Chondrocalcinosis
国際的な診療ガイドラインに基づく
概要
軟骨石灰化症(なんこつせっかいかしょう)は、関節の軟骨にカルシウムの結晶(ピロリン酸カルシウム)がたまる病気です。この結晶が関節の中で炎症(赤くはれたり、痛みが出たりすること)を起こすことがあり、その状態を「偽痛風(ぎつうふう)」と呼びます。痛風ににていますが、原因が異なります。
重要な事実
- 軟骨石灰化症自体は痛みや症状を起こさないことも多く、偶然の検査で見つかることがあります。
- 症状が出ると、関節の急な痛みや腫れ、こわばりが起こります。特にひざに多いです。
- 炎症がおさまれば、日常生活に大きな支障はないことがほとんどです。
日本人では、特に60歳以上の方でよく見られる所見です。加齢とともに増えるため、高齢の方では珍しくありません。
主に60歳以上の方に多くみられます。女性にやや多い傾向がありますが、男性でも起こります。関節に負担がかかりやすい方(スポーツ選手や重いものを持ち上げる仕事をしている方など)や、遺伝的な要因がある方にも起こりやすいです。
症状
- 急に関節が激しく痛み、動かせない
- 関節が大きく腫れて、皮膚が赤黒くなる
- 高熱(38度以上)が出て、関節の痛みが急に悪化した
- ⚠関節の痛みが数日たってもよくならない
- ⚠腫れや痛みが次第に広がっている
- ⚠同じ関節に繰り返し症状が出る
一般的な症状
- 急に関節が痛む(特にひざ、手首、足首、肩)
- 関節が赤くはれて熱をもつ
- 関節を動かすと痛みが強くなる
- 数時間から数日で症状が強くなることがある
子供の症状
- 小児ではほとんど見られません。もし症状があれば、ほかの病気の可能性が高いため、医師の診察が必要です。
高齢者の症状
- 高齢者では、複数の関節に症状が出ることがあります。
- 痛みが慢性的(長く続く)になることもあり、関節のこわばりや変形を伴う場合があります。
- 発熱や倦怠感(からだがだるい)を伴うこともあります。
原因
主な原因
- 関節の軟骨にピロリン酸カルシウムという結晶がたまることで起こります。この結晶が関節の中で炎症を引き起こします。

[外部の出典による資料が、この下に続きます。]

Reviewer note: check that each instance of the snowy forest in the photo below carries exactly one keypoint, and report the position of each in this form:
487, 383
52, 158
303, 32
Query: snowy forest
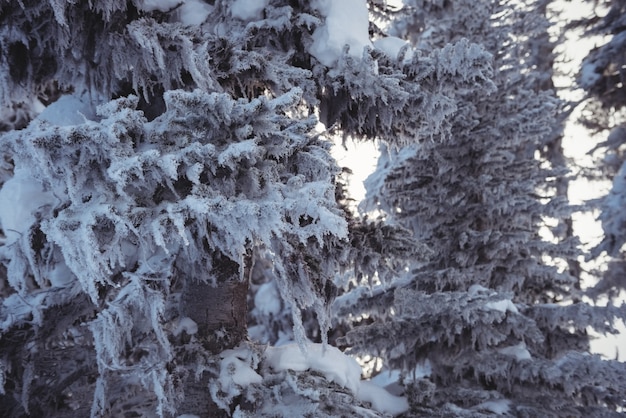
178, 238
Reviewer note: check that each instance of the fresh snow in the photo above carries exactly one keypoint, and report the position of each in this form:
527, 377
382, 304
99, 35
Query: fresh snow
194, 12
502, 306
267, 299
21, 197
391, 46
187, 325
235, 367
498, 407
519, 351
69, 110
248, 9
346, 22
336, 367
153, 5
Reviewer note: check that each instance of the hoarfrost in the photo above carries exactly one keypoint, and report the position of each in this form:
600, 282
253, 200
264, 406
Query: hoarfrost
502, 306
346, 23
248, 9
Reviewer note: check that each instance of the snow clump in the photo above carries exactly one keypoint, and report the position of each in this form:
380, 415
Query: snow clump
346, 22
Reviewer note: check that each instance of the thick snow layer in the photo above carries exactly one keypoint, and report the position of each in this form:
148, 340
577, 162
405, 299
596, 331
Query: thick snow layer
248, 9
502, 306
21, 197
267, 299
381, 400
498, 407
336, 367
392, 45
519, 351
187, 325
68, 110
346, 22
160, 5
194, 12
235, 369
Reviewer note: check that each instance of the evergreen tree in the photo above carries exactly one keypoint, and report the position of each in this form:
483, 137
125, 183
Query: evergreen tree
179, 153
496, 313
602, 76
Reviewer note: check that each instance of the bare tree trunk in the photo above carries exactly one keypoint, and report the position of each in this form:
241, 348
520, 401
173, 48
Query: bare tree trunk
220, 311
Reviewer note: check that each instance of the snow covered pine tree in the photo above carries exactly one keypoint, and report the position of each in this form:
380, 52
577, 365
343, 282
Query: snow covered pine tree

- なぜ結晶ができるのかは完全にはわかっていませんが、加齢や遺伝、関節のけが、代謝の異常(例:甲状腺の病気や鉄分の過剰)などが関係すると考えられています。
リスク要因
- 高齢(60歳以上)
- 遺伝(家族に関節の結晶ができやすい人がいる)
- 関節のケガや手術の既往
- 甲状腺の病気(副甲状腺機能亢進症など)
- 鉄分過剰症(ヘモクロマトーシス)
- 低マグネシウム血症
- 慢性腎臓病
受診の目安
緊急で受診すべき場合:
- 急に関節が腫れて痛みが強く、歩けない・動かせない
- 発熱を伴う関節の痛み
- 痛み止め(市販薬)を飲んでも効かない
定期受診を予約すべき場合:
- 関節の痛みや腫れが繰り返し起こる
- 関節の動きが悪くなったり、こわばりが続く
- ほかの病気(痛風や変形性関節症など)との区別のために検査を受けたい
診断
医師が問診(症状の聞き取り)と診察(関節の腫れや熱感の確認)を行い、必要に応じて画像検査や関節液の検査をします。
行われる可能性のある検査
- レントゲン検査:軟骨に石灰化(白く映る部分)があるかどうかを確認します。
- 関節液の検査:関節にたまっている水(関節液)を注射器で抜き取り、顕微鏡で結晶の有無を調べます。ピロリン酸カルシウムの結晶が見つかれば診断が確定します。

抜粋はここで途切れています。